Last night, the Globe movie wins that felt most connected to the audience connection to those movies were the awards given to “Borat Subsequent Moviefilm”: for best motion picture — comedy or musical and for its prank-the-world star, Sacha Baron Cohen, for best actor-comedy or musical. Yet it would frankly be surprising to see either of those wins echoed at the Oscars.

Other Globe wins might well be. In picking Chadwick Boseman as best actor-drama for “Ma Rainey’s Black Bottom,” the HFPA chose to honor a fine performance that carries an added element of heartbreak because, in its cockeyed joy and fury, it seems to contain seeds of the great Chadwick Boseman performances we’ll never get to see. And in spotlighting Daniel Kaluuya, winner of best supporting actor in a motion picture for the feral force of his work as Fred Hampton, the brilliant Black Panther leader in “Judas and the Black Messiah,” the HFPA have raised the profile of a drama that lights a suspenseful fuse of social consciousness.

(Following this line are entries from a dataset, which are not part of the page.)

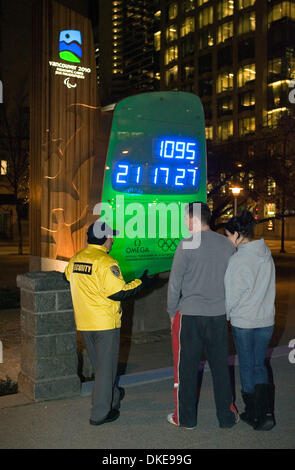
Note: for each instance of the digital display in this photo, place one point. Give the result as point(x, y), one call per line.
point(158, 166)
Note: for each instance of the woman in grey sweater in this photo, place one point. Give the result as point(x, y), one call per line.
point(250, 297)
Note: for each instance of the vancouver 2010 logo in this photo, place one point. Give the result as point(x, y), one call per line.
point(70, 45)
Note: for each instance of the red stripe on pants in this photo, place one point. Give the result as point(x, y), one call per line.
point(176, 357)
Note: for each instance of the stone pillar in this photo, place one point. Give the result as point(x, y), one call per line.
point(49, 362)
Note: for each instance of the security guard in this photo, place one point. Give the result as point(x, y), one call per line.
point(97, 287)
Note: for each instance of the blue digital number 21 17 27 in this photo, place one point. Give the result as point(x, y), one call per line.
point(178, 149)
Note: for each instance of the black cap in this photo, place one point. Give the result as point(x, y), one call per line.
point(99, 232)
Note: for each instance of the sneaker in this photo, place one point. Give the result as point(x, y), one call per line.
point(122, 393)
point(171, 421)
point(234, 410)
point(112, 416)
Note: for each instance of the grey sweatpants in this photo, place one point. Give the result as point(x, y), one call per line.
point(103, 351)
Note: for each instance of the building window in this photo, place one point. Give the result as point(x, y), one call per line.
point(188, 26)
point(187, 72)
point(274, 115)
point(205, 87)
point(225, 130)
point(187, 46)
point(207, 106)
point(171, 76)
point(246, 101)
point(171, 33)
point(246, 49)
point(246, 75)
point(278, 94)
point(281, 69)
point(225, 8)
point(171, 54)
point(188, 5)
point(225, 56)
point(225, 31)
point(3, 171)
point(245, 3)
point(251, 182)
point(281, 10)
point(205, 63)
point(269, 210)
point(157, 40)
point(225, 81)
point(247, 23)
point(225, 106)
point(172, 11)
point(209, 132)
point(205, 17)
point(247, 125)
point(206, 39)
point(271, 187)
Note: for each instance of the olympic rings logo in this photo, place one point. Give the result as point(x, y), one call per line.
point(168, 244)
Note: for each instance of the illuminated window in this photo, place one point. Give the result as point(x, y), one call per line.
point(247, 125)
point(206, 39)
point(246, 100)
point(247, 23)
point(206, 17)
point(188, 71)
point(281, 69)
point(209, 132)
point(271, 187)
point(172, 11)
point(274, 115)
point(251, 183)
point(3, 167)
point(225, 8)
point(188, 5)
point(225, 81)
point(225, 106)
point(245, 3)
point(269, 210)
point(171, 54)
point(225, 130)
point(225, 31)
point(246, 74)
point(187, 46)
point(188, 26)
point(171, 33)
point(171, 76)
point(157, 40)
point(281, 10)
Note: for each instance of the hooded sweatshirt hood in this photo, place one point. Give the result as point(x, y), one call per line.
point(250, 286)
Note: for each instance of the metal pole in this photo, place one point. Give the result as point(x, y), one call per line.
point(235, 205)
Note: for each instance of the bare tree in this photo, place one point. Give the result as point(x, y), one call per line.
point(14, 147)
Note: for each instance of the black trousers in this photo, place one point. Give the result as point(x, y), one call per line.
point(192, 336)
point(103, 351)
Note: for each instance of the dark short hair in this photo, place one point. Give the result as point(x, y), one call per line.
point(205, 211)
point(243, 224)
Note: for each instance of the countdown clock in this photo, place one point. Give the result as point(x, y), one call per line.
point(156, 154)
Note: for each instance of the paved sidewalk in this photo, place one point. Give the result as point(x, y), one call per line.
point(64, 424)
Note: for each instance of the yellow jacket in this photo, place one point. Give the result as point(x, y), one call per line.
point(94, 276)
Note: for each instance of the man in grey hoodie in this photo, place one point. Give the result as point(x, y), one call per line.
point(196, 305)
point(250, 304)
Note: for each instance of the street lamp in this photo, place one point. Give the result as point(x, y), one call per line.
point(236, 192)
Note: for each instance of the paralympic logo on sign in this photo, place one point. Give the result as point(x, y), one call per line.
point(70, 45)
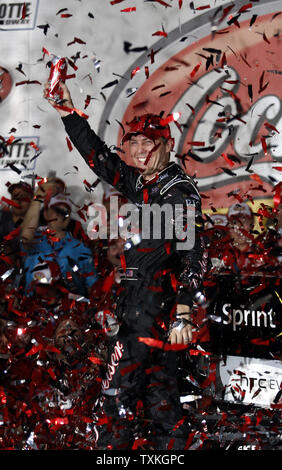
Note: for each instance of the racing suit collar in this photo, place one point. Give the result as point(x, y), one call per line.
point(140, 183)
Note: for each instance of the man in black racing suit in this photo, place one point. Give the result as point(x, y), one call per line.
point(158, 287)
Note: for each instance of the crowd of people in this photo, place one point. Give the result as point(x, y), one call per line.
point(96, 335)
point(57, 312)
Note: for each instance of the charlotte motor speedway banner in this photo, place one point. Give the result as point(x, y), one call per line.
point(213, 68)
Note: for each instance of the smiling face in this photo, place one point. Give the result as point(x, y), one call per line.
point(23, 199)
point(149, 156)
point(55, 218)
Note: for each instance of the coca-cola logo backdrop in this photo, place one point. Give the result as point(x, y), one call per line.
point(5, 83)
point(227, 88)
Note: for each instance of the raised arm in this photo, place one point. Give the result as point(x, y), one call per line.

In a word, these awards — almost every one of them, I would argue — were worthy. However the HFPA got there, they got to the right place. But, of course, there are larger problems within the organization that aren’t so easily fixed. Over the last 25 years, as the awards-industrial complex became a bigger thing, so did the Golden Globes. But now, with the future of theatrical movies in limbo, the identity of the Globes themselves may be up for grabs. This year, they chose well. In future years, maybe that won’t seem like such a surprise.